Por enquanto quero continuar pesquisando na cidade de Medellín as pequenas iniciativas de memória que foram feitas no passado. Queremos fazer um mapa dessas iniciativas, especialmente aquelas que deixaram uma evidencia física na cidade, os artefatos construídos para lembrar.

Para terminar talvez eu agregaria que numa guerra como a vivida na Colômbia, mas também diria que numa ditadura como aquela vivida por Brasil, onde seus efeitos ainda são vivos, é necessário procurar as trajetórias de vida de indivíduos comuns, tornar visíveis os nomes e as histórias ocultas. Compreender que por trás de cada uma dessas histórias há uma dor que não é só individual, que diz muito sobre aquilo vivido por todos nós. A memória não deve ser buscada só naqueles eventos catastróficos ou caracterizados pelo excesso de violência ou crueldade. As pessoas que enfrentaram o horror não são apenas aquelas reconhecidas pelos governos como vítimas.

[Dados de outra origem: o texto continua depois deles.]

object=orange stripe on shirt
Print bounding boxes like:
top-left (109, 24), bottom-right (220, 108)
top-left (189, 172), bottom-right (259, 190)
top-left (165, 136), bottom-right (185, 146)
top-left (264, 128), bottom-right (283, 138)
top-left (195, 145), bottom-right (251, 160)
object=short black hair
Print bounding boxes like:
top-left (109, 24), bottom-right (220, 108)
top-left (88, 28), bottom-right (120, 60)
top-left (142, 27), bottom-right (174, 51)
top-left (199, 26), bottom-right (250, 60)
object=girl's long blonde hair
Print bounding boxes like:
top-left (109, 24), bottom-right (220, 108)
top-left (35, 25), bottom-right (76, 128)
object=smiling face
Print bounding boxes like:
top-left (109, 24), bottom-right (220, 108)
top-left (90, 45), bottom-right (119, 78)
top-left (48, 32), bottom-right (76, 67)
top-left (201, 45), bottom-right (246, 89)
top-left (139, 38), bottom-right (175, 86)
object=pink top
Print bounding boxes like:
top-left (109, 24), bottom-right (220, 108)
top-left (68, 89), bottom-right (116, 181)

Compreender a profundidade das implicações da guerra ou da ditadura, as múltiplas e variadas formas como ela transformou a vida de milhões de pessoas, enxergar as formas como pessoas próximas a nós foram marcadas por esses fatos, talvez nos leve a compreender a necessidade imperiosa do seu fim e a exigir que nunca mais aconteça de novo. [JCC]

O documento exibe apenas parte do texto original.